University of Minnesota stem cell researchers, together with collaborators at Stanford University, have successfully used adult stem cells to replace the immune system and bone marrow of mice, offering the promise of new therapies for people in the future.
With this advance and other recent discoveries, the researchers are winning over previous skeptics.
For decades, researchers have tried in the lab to expand hematopoietic stem cells (cells that give rise to the blood system). Success in this venture would mean increasing the supply of cells available for bone marrow transplant patients.The researchers used multipotent adult progenitor cells (MAPCs), which can be isolated from bone marrow and have the ability in the laboratory to differentiate into different specific types of cells such as liver, bone and neural cells.
Catherine Verfaillie, M.D., director of the University’s Stem Cell Institute, first identified MAPCs in 2001. Since then, many in the scientific community have been skeptical of their existence and their functioning as Verfaillie has described. This skepticism mostly arose due to difficulty in reliably growing these cells, which made reproduction in other labs problematic. Since their identification, the methods to isolate and grow MAPCs have been improved (see publication in Experimental Hematology, October 2006).This latest research will be available online from the Journal of Experimental Medicine on January 15; it will appear in the Jan. 22, 2007; print edition of the journal.
Verfaillie and her team isolated MAPCs from mice and expanded them for at least 80 doublings in the lab. They then transplanted the cells into mice that received radiation and thus had no immune system.

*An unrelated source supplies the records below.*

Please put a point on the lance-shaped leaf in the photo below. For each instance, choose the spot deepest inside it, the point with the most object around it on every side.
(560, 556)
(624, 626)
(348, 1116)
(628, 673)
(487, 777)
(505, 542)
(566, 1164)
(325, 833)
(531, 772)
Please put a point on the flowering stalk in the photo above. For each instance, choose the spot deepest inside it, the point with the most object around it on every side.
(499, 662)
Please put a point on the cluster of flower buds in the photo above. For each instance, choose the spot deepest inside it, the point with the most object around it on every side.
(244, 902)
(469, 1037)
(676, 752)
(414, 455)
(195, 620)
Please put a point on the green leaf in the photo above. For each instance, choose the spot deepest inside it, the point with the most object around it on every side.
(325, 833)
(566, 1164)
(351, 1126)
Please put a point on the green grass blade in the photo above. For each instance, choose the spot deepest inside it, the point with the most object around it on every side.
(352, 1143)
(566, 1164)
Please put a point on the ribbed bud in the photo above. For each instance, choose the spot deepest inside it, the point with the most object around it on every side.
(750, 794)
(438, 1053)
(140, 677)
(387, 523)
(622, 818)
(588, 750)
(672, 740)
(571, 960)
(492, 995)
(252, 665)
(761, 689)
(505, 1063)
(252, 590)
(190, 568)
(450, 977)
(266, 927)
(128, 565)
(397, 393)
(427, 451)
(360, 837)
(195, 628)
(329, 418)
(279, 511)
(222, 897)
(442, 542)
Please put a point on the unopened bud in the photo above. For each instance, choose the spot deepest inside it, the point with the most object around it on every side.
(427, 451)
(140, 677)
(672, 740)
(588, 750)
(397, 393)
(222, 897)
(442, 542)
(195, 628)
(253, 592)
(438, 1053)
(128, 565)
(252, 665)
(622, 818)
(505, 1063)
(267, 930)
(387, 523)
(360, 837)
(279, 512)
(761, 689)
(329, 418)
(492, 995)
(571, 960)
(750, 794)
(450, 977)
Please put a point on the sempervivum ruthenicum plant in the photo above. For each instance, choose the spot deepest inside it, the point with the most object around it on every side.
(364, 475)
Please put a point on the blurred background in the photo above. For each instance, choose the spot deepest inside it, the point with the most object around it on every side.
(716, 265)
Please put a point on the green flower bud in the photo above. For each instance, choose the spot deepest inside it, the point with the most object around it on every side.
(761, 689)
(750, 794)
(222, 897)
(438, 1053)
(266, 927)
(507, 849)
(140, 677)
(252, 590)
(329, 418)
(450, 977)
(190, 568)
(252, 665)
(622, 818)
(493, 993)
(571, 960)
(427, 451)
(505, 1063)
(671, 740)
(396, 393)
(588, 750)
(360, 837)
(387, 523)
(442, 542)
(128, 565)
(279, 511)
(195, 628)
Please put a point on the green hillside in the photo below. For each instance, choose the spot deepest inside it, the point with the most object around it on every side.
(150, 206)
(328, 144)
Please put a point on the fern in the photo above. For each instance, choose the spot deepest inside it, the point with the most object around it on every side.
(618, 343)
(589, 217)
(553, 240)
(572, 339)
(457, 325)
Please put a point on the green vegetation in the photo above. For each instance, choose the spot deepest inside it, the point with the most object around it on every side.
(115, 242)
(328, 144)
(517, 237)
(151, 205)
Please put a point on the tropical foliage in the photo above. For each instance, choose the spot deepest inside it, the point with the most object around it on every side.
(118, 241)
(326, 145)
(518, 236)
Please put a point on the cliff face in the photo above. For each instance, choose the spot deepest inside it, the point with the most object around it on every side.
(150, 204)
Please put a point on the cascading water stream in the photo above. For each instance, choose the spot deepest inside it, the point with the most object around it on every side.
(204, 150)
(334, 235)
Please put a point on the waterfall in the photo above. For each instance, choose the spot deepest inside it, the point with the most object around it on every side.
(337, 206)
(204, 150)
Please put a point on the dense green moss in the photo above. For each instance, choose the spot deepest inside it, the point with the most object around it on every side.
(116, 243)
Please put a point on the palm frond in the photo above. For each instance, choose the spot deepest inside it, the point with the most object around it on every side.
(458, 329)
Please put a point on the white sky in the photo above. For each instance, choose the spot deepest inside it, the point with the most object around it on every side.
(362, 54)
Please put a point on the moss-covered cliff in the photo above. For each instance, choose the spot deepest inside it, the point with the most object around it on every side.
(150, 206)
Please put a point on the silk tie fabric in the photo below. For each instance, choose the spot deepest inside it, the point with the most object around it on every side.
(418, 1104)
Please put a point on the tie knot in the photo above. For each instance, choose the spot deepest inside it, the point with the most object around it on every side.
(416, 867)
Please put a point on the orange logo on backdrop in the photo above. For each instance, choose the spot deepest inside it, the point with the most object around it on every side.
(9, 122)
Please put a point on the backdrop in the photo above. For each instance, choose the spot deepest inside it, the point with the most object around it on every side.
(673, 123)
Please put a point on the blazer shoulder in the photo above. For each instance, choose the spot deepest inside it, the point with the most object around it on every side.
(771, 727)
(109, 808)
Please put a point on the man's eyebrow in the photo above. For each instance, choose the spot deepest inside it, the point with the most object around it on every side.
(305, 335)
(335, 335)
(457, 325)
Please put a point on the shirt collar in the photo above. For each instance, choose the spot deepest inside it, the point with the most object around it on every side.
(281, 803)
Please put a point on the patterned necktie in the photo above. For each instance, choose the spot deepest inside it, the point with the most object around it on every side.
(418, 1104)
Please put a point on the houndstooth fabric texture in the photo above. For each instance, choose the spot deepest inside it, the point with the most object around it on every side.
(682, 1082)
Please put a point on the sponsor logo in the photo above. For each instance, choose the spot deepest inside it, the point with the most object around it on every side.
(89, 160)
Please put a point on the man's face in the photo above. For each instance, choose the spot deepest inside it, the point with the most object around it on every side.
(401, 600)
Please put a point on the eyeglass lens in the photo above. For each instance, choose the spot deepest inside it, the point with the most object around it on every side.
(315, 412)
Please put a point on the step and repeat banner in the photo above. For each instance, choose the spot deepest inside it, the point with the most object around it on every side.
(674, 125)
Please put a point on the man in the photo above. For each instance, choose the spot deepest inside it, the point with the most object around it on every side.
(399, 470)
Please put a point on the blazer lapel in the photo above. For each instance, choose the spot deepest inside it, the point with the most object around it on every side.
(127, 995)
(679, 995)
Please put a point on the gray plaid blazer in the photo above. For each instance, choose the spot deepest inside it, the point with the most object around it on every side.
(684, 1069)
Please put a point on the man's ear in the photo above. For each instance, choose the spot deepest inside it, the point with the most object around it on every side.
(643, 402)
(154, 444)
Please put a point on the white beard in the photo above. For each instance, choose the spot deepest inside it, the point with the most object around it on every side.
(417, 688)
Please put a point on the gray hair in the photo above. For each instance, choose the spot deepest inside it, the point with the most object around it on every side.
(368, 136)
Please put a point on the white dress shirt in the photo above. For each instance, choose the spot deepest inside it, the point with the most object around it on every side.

“The cells not only survived when transplanted but they completely repopulated the blood system of the mice,” Verfaillie said. The MAPCs did not differentiate into other cell types, such as liver or brain cells, nor did they form tumors in any animals.
Irving Weissman, M.D., Stanford University professor of pathology and developmental biology and co-author on the manuscript, was admittedly skeptical at first about the ability of MAPCs to contribute to blood formation. This skepticism made him an ideal collaborator, as he insisted on rigorous evaluation of the data. “These experiments point to potential precursors of blood forming stem cells in an unexpected population of cultured cells,” said Weissman, who directs Stanford’s Institute for Stem Cell Biology and Regenerative Medicine.
“Scientists must now understand that mouse MAPCs can make normal blood, and we need to explore how they do it,” Weissman said. “It is very important to note that MAPCs were not themselves radioprotective, thus they alone could not be used in patients in whom the bone marrow is totally eliminated due to radiation or chemotherapy, but it is still remarkable that they can give rise to blood cells.”